En cette fin d’année 2016, nous voilà partis sur les sentiers de course à pied autour de Caen. D’abord 20 minutes, 30 puis rapidement une heure de course à pied. Une reprise du sport en douceur qui va de concert avec le début de mes séances bi-mensuelles de chimiothérapie. Si les premières séances sont difficiles et que mon état me semble bien faible, ma progression est rapide et je me sens de mieux en mieux au fil des semaines. Ce que disent les médecins ? “Oui, faites du sport, mais surtout, écoutez votre corps.” Message reçu.

Dessin : Sébastien Samson

Les premiers traitements sont les plus durs à encaisser. Une fois les produits actifs dans le corps, un effet “gueule de bois” s’installe durablement pendant trois voire quatre jours. Difficile alors de sortir du lit, de réfléchir, de lire et même de tenir de longues conversations. Le cerveau est embrumé, le corps un peu à plat. Mais quand Léa me sort de ma léthargie en me mettant mes baskets, nous nous rendons compte que je récupère mieux. De mieux en mieux. La gueule de bois de quatre jours se réduit à deux jours à mesure que mon entraînement sportif se concrétise. Ma fatigue est moins importante et je retrouve des sensations d’un jeune homme tout à fait normal, ou presque.
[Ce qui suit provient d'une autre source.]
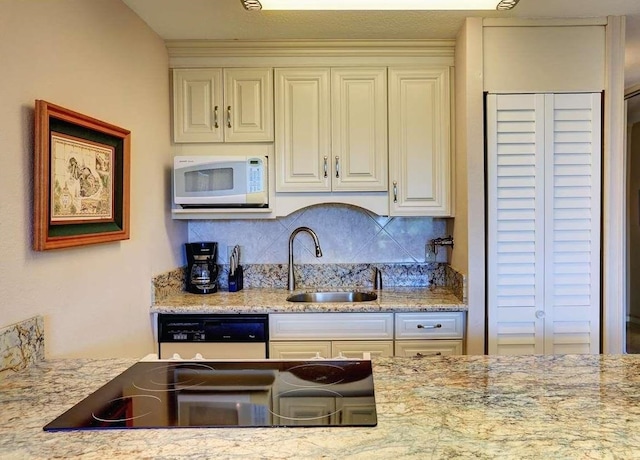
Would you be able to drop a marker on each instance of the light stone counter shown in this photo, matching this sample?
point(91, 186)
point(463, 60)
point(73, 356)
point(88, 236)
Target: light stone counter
point(463, 407)
point(264, 300)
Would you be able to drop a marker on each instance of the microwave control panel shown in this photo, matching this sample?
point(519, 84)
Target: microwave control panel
point(255, 175)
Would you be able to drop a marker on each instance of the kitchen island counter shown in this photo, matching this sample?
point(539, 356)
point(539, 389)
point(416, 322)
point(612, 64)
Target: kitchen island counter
point(263, 300)
point(526, 407)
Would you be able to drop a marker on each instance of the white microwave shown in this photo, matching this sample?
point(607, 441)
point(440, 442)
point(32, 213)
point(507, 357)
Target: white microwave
point(216, 181)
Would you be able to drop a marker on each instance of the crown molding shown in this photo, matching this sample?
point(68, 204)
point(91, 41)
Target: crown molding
point(308, 48)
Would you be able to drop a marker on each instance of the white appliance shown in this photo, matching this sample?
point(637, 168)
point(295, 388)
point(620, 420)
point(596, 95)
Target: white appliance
point(221, 181)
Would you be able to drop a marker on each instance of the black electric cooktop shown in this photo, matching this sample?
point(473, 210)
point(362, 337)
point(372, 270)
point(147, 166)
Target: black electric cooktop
point(269, 393)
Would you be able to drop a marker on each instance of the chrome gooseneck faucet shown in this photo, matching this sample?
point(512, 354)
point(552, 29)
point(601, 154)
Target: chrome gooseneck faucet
point(291, 284)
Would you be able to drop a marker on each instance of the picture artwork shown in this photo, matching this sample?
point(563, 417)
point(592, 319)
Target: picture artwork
point(81, 180)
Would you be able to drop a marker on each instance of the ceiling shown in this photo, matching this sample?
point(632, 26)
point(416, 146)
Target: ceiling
point(227, 19)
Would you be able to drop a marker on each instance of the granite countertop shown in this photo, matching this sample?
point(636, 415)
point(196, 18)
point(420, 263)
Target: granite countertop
point(526, 407)
point(264, 300)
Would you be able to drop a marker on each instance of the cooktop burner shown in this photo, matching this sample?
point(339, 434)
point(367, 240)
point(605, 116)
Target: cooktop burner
point(269, 393)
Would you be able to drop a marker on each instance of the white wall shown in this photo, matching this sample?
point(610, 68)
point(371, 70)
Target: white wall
point(634, 219)
point(98, 58)
point(468, 229)
point(535, 58)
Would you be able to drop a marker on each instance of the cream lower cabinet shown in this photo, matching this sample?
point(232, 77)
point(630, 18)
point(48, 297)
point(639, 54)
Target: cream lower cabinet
point(331, 129)
point(420, 180)
point(432, 333)
point(355, 349)
point(352, 335)
point(330, 335)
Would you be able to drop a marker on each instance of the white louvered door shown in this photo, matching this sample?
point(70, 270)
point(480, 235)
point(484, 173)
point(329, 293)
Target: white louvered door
point(543, 206)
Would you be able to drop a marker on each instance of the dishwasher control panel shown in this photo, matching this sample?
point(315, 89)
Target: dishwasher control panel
point(212, 328)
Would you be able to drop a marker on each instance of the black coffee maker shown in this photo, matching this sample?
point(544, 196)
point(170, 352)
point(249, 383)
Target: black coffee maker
point(202, 270)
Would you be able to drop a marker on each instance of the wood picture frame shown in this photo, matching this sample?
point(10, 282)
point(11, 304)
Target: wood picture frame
point(81, 174)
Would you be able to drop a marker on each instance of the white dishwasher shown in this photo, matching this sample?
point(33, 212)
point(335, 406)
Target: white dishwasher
point(228, 336)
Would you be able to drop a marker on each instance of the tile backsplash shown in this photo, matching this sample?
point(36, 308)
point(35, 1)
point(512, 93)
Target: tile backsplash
point(347, 234)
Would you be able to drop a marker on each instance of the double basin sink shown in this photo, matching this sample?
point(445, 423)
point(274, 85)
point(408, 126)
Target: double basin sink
point(332, 297)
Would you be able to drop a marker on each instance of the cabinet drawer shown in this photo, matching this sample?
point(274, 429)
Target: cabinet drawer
point(410, 348)
point(436, 325)
point(330, 326)
point(356, 349)
point(299, 350)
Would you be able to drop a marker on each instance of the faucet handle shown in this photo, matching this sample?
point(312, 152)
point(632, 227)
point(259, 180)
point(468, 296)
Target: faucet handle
point(377, 278)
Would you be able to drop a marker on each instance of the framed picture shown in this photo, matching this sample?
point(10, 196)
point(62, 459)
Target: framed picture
point(81, 179)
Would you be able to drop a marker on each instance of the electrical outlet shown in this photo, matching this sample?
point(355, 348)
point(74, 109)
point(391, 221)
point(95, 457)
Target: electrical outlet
point(430, 253)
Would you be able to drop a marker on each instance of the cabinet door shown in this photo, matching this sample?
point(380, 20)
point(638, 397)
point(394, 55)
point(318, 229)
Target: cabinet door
point(410, 348)
point(356, 349)
point(299, 350)
point(303, 130)
point(544, 193)
point(308, 410)
point(419, 141)
point(359, 129)
point(197, 105)
point(248, 107)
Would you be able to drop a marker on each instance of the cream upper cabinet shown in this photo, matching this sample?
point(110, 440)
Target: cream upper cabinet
point(223, 105)
point(359, 129)
point(331, 129)
point(303, 129)
point(420, 141)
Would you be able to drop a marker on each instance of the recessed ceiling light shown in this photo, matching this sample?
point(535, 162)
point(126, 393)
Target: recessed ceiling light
point(379, 4)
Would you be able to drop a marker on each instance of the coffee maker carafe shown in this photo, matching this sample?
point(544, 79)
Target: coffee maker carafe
point(202, 270)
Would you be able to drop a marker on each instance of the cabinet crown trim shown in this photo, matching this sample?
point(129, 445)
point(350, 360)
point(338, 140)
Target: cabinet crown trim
point(306, 48)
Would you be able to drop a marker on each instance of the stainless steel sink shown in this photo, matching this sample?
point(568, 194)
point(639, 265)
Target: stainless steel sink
point(333, 296)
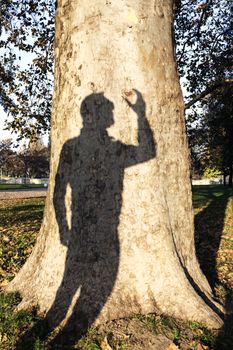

Des sensations qui vont à contre-sens des mises en garde de mon hématologue qui m’avait annoncé des fins de traitements difficiles avec l’accumulation.

Je termine les chimiothérapies et la radiothérapie en forme et avec une tumeur quasi-invisible au scanner. «Je devrais faire une étude sur vous», rigole le spécialiste. Au milieu du mois d’avril, je suis en rémission. Avec Léa nous sommes heureux. Moi je ne saute pas encore au plafond. Après huit mois de traitements, je sais que mon heure de gloire interviendra trois semaines plus tard, au départ du marathon de la Route du Louvre, entre Lille et Lens. 42 kilomètres bouclés avec peine, en 4h28. Ma vraie rémission à moi.

Vincent est interrogé par France Bleu le lendemain de son marathon.


À ce moment-là, Léa et moi sommes curieux : est-ce vraiment le sport qui m’a permis de bien vivre ces traitements que l’on annonçait difficiles, ou bien ai-je eu de la “chance” ?

Réflexe de journalistes, nous nous documentons, empruntons des livres sur le sport-santé et nous découvrons des études qui nous paraissent trop belles pour être vraies.

Oui, l’activité physique (AP) réduit la fatigue, améliore la qualité de vie et permet de maintenir la masse musculaire du patient, tout en jouant positivement sur son moral. Oui, on propose déjà du sport à des malades depuis plusieurs années et les autorités de santé le recommandent. Plus incroyable encore, tout cela est largement démontré, prouvé par de multiples études scientifiques. Sur certains cancers, le risque de rechute baisserait même de 20 à 40 % selon les intensités d’activité physique.

Un sujet vidéo réalisé par France 3 sur l’histoire de Vincent et Léa.

C’est un nouveau monde qui s’offre à nous. «Mais pourquoi personne ne nous en a parlé jusqu’à présent ?» demandais-je à Léa. «Je ne sais pas, mais nous devons en parler.»